When evaluating ∫ 2x·cos(x²) dx, which substitution is most effective?
Au = cos(x²)
Bu = x²
Cu = 2x
Du = sin(x²)
Setting u = x² gives du = 2x dx, so the integral becomes ∫ cos(u) du = sin(u) + C = sin(x²) + C. The derivative of the inner function x² appears in the integrand, which is exactly the chain-rule structure u-substitution exploits.
Question 2 True / False
When applying u-substitution to a definite integral ∫[a to b] f(g(x))·g'(x) dx, you can substitute u = g(x) and still use the original x-limits a and b.
TTrue
FFalse
Answer: False
Once you substitute u = g(x), the variable of integration changes to u, so the limits must also change to u-values: the lower limit becomes g(a) and the upper becomes g(b). Using the original x-limits with u-expressions is a category error that produces an incorrect answer. Alternatively, you may convert the antiderivative back to x before applying the original limits.
Question 3 Short Answer
Why is u-substitution considered the integration counterpart of the chain rule?

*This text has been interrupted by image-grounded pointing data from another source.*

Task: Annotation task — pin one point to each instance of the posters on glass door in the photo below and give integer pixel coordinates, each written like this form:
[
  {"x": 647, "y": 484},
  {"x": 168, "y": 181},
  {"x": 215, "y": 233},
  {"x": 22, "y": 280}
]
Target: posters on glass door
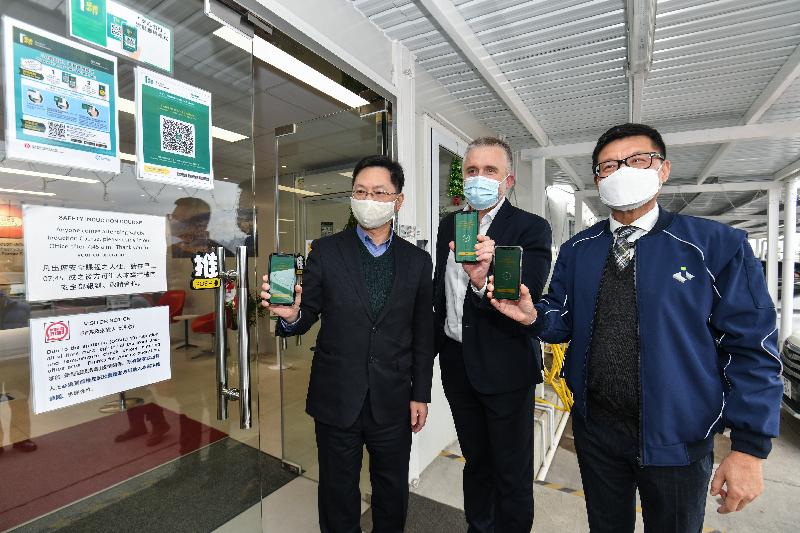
[
  {"x": 121, "y": 30},
  {"x": 173, "y": 131},
  {"x": 60, "y": 100},
  {"x": 77, "y": 358},
  {"x": 79, "y": 253}
]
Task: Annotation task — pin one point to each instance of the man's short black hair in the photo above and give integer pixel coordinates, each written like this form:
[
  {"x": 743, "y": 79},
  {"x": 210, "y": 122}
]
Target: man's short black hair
[
  {"x": 382, "y": 161},
  {"x": 623, "y": 131}
]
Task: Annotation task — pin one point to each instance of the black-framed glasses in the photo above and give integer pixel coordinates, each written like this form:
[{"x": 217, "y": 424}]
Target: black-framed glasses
[
  {"x": 381, "y": 196},
  {"x": 643, "y": 160}
]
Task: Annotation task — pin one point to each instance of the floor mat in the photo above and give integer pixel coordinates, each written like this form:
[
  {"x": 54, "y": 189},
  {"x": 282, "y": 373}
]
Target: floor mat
[
  {"x": 194, "y": 494},
  {"x": 76, "y": 462},
  {"x": 425, "y": 516}
]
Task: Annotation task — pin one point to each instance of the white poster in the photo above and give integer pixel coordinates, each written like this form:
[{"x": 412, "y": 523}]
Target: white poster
[
  {"x": 122, "y": 30},
  {"x": 173, "y": 132},
  {"x": 60, "y": 100},
  {"x": 79, "y": 253},
  {"x": 76, "y": 358}
]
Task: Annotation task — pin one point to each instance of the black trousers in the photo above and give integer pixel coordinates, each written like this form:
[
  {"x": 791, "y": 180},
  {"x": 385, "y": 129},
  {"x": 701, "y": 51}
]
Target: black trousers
[
  {"x": 673, "y": 497},
  {"x": 340, "y": 453},
  {"x": 496, "y": 436}
]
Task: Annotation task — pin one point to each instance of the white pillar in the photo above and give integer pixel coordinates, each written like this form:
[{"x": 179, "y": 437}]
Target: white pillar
[
  {"x": 538, "y": 194},
  {"x": 405, "y": 118},
  {"x": 578, "y": 211},
  {"x": 789, "y": 242},
  {"x": 773, "y": 219}
]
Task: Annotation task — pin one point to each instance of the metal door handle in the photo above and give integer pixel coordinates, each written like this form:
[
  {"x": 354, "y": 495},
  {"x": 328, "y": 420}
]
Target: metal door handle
[
  {"x": 245, "y": 418},
  {"x": 221, "y": 345},
  {"x": 225, "y": 394}
]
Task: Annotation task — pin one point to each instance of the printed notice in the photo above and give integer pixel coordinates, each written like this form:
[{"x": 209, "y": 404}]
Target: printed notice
[
  {"x": 173, "y": 131},
  {"x": 78, "y": 253},
  {"x": 60, "y": 100},
  {"x": 122, "y": 30},
  {"x": 77, "y": 358}
]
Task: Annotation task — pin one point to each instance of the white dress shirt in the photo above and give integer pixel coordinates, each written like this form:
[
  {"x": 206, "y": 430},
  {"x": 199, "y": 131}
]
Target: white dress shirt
[
  {"x": 456, "y": 281},
  {"x": 643, "y": 224}
]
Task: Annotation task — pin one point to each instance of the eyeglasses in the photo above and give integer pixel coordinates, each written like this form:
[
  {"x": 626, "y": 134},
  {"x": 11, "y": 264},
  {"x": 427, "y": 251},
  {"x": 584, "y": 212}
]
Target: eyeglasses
[
  {"x": 381, "y": 196},
  {"x": 644, "y": 160}
]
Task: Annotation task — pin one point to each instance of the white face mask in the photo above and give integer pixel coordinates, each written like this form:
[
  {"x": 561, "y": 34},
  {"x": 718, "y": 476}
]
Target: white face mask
[
  {"x": 372, "y": 214},
  {"x": 628, "y": 188}
]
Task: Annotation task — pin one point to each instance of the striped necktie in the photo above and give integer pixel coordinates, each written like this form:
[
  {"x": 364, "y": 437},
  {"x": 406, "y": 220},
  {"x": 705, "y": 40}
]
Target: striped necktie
[{"x": 623, "y": 249}]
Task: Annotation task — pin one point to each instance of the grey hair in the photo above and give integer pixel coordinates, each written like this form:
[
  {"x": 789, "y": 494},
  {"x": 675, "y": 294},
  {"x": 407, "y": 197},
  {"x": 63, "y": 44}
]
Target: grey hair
[{"x": 493, "y": 141}]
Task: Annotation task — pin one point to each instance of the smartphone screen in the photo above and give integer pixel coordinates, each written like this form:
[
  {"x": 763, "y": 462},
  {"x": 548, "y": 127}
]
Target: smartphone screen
[
  {"x": 466, "y": 236},
  {"x": 282, "y": 279},
  {"x": 507, "y": 272}
]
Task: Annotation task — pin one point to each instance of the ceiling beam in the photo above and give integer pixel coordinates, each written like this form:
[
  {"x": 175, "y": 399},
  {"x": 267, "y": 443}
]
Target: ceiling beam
[
  {"x": 640, "y": 18},
  {"x": 788, "y": 171},
  {"x": 750, "y": 132},
  {"x": 741, "y": 186},
  {"x": 774, "y": 89},
  {"x": 459, "y": 33}
]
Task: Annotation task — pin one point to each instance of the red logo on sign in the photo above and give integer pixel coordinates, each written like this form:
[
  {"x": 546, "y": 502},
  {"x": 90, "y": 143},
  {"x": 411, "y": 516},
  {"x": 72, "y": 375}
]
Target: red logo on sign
[{"x": 56, "y": 331}]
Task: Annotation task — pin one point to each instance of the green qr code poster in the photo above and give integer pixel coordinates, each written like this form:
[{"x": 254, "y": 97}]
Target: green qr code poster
[{"x": 173, "y": 136}]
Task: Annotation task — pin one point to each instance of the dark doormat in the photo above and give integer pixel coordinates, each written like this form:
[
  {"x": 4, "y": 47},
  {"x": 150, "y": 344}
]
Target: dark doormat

Think about your answer, then reveal below.
Model answer: The chain rule states d/dx[f(g(x))] = f'(g(x))·g'(x). U-substitution reverses this: when an integrand has the form f'(g(x))·g'(x), substituting u = g(x) and du = g'(x) dx turns it into ∫f'(u) du = f(u) + C = f(g(x)) + C — exactly undoing the chain rule.
Every integration technique is the reverse of a differentiation rule. U-substitution undoes the chain rule just as the power rule for integration undoes the power rule for differentiation. Recognizing which differentiation rule produced the integrand tells you which technique to apply.